During acute respiratory distress syndrome (ARDS), computed tomography (CT) can reveal two distinct lung imaging patterns, focal or non-focal, with different responses to PEEP, recruitment maneuvers and prone position. Nevertheless, their association with plasma biomarkers and their distinct functional/pathobiological mechanisms are unknown. The objective of this study was to characterize focal and non-focal patterns of lung CT-based imaging with plasma markers of lung injury.
A prospective multicenter cohort study involving 119 consecutive ARDS patients. Plasma biomarkers [soluble form of the receptor for advanced glycation end product (sRAGE), plasminogen activator inhibitor-1 (PAI-1), soluble intercellular adhesion molecule-1 and surfactant protein-D] were measured within 24 hours of ARDS onset. Lung CT-scan was performed within the first 48 hours to assess lung morphology.

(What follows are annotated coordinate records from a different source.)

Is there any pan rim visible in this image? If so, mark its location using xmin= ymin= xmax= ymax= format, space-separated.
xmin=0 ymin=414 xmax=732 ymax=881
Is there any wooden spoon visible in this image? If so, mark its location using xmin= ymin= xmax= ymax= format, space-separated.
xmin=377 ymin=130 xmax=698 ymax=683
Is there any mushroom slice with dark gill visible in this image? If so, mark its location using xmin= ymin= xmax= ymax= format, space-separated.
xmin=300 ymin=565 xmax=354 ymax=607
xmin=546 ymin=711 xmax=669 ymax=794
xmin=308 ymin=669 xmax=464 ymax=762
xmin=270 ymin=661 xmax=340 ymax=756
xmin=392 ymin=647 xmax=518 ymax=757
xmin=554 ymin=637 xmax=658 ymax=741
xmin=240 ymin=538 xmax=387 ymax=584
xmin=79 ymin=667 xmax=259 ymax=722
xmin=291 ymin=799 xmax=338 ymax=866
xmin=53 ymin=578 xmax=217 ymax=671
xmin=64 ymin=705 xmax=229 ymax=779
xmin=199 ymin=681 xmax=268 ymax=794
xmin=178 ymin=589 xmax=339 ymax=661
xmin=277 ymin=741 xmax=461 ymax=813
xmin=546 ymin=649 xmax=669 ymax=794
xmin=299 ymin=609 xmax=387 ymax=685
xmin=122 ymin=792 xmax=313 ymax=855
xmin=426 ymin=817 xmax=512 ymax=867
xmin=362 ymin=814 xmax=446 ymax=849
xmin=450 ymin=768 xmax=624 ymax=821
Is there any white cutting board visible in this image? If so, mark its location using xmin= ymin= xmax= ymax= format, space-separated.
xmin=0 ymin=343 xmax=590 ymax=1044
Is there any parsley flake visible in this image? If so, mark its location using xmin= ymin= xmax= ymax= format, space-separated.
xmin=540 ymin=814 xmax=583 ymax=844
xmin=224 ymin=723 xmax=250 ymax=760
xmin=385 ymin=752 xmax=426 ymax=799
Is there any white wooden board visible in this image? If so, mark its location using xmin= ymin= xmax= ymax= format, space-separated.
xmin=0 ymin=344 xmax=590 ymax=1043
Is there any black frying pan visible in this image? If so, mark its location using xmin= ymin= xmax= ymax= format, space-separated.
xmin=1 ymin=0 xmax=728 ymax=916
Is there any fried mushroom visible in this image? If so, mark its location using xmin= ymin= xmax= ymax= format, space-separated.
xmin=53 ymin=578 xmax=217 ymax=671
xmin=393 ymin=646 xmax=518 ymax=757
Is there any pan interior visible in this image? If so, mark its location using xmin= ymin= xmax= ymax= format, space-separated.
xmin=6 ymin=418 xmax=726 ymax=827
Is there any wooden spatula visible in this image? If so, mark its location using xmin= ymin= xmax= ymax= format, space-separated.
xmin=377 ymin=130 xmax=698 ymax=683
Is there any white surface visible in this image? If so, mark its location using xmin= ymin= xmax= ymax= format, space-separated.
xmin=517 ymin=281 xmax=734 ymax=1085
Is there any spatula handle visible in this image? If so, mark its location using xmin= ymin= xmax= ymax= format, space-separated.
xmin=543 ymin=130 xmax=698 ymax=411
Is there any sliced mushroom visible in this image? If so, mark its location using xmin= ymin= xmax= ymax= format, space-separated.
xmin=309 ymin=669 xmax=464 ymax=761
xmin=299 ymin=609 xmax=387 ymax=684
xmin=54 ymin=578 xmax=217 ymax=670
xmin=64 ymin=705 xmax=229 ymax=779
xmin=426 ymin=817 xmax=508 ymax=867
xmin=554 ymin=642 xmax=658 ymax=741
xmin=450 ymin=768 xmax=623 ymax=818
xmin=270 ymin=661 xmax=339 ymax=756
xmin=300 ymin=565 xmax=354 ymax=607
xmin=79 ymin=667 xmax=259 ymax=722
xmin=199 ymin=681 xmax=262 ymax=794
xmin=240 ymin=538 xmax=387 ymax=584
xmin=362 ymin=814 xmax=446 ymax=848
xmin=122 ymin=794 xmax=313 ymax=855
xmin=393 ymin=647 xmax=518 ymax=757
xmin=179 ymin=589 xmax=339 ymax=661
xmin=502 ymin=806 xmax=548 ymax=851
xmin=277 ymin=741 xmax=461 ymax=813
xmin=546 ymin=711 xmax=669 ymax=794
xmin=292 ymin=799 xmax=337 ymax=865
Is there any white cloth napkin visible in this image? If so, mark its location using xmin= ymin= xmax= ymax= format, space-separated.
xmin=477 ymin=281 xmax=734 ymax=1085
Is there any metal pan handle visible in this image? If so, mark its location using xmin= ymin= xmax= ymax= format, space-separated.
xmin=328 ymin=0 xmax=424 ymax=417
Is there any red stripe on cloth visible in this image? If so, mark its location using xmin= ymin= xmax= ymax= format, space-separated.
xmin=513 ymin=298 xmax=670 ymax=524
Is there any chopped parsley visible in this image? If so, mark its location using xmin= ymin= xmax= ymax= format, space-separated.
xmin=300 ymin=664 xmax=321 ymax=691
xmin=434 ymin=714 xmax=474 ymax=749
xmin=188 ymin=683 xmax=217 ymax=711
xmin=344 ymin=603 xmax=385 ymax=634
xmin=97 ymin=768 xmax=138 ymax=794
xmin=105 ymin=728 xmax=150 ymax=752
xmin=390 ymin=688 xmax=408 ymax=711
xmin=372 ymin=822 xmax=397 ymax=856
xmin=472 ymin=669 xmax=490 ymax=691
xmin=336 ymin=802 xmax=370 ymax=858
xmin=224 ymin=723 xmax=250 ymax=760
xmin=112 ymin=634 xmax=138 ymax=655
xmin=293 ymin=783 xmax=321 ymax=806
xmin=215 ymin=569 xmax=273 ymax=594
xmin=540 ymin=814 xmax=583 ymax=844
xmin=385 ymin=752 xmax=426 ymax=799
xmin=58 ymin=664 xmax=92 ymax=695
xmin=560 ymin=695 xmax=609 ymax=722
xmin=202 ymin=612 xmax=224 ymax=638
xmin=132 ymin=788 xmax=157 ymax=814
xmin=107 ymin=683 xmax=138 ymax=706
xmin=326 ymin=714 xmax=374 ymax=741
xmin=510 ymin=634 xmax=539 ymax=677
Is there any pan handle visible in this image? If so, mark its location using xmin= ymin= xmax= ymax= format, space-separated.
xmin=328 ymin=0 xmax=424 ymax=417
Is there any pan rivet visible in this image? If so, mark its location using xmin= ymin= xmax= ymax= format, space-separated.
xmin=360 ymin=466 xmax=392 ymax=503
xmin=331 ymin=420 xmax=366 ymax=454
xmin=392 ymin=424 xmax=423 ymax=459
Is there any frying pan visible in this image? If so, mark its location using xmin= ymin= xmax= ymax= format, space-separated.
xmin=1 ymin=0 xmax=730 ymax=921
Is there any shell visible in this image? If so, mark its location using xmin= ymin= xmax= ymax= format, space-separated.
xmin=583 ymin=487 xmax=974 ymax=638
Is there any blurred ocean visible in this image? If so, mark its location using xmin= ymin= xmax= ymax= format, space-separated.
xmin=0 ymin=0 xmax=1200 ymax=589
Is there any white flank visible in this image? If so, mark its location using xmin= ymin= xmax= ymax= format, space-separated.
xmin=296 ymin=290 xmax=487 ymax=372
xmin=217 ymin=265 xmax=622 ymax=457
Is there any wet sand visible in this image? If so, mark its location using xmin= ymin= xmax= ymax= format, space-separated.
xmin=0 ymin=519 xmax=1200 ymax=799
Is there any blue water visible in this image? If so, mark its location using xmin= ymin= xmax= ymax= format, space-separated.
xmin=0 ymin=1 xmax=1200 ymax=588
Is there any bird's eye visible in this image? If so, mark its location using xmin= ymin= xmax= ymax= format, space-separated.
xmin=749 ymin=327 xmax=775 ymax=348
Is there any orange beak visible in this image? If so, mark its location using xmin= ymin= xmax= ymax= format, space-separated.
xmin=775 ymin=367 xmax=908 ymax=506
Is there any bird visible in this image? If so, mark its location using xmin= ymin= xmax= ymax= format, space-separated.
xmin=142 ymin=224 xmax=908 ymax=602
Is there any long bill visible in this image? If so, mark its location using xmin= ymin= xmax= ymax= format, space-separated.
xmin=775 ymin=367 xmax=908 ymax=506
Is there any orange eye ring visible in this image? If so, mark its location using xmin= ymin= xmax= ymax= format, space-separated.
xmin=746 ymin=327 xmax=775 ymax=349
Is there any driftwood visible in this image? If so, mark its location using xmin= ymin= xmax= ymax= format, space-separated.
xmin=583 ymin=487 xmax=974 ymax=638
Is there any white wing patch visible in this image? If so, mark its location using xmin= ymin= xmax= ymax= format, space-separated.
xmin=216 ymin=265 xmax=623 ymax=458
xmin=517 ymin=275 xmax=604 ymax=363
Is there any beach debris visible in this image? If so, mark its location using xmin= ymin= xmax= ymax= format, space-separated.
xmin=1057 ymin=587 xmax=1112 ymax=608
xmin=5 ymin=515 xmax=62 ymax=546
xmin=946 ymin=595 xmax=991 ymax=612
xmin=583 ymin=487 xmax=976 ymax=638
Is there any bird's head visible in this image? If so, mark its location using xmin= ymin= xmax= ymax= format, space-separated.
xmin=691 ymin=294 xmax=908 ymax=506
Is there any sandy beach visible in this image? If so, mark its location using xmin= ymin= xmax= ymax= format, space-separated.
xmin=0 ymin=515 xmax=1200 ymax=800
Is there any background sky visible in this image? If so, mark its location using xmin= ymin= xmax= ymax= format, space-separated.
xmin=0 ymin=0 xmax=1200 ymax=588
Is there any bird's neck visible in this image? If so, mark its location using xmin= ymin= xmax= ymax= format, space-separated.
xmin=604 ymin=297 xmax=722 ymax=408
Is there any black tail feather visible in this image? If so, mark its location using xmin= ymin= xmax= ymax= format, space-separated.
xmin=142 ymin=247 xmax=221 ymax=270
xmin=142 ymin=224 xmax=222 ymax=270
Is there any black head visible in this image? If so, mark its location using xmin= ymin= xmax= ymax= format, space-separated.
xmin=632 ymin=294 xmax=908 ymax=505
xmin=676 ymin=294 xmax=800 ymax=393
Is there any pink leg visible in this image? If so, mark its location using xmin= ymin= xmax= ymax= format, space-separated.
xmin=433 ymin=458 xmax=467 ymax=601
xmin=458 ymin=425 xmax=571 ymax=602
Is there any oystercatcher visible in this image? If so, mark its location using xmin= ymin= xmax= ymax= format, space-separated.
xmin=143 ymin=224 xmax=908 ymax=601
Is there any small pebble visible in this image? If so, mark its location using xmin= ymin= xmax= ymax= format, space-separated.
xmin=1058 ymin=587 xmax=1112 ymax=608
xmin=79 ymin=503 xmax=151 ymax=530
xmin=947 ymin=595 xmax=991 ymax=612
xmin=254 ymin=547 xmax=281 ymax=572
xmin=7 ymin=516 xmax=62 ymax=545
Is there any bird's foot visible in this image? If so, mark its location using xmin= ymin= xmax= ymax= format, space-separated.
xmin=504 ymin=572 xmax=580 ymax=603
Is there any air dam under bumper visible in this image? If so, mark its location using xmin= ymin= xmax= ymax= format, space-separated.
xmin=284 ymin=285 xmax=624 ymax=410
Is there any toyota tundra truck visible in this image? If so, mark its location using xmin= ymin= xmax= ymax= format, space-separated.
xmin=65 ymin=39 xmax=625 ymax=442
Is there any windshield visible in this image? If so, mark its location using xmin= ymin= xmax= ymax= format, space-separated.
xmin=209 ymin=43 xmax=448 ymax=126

Thirty-two (27%) and 87 (73%) patients had focal and non-focal ARDS, respectively. Plasma levels of sRAGE were significantly higher in non-focal ARDS, compared to focal ARDS. A cut-off of 1188 pg/ml differentiated focal from non-focal ARDS with a sensitivity of 94% and a specificity of 84%. Non-focal patterns were associated with higher 28-day and 90-day mortality than focal patterns (31% vs 12%, p=0.038 and 46% vs 21%, p=0.026, respectively). Plasma levels of PAI-1 were significantly higher in non-focal ARDS. There was no difference in other biomarkers.
Plasma sRAGE is associated with a non-focal ARDS. Such novel findings may suggest a role for RAGE pathway in an underlying endotype of impaired alveolar fluid clearance and stimulate future research on the association between ARDS phenotypes and therapeutic responses.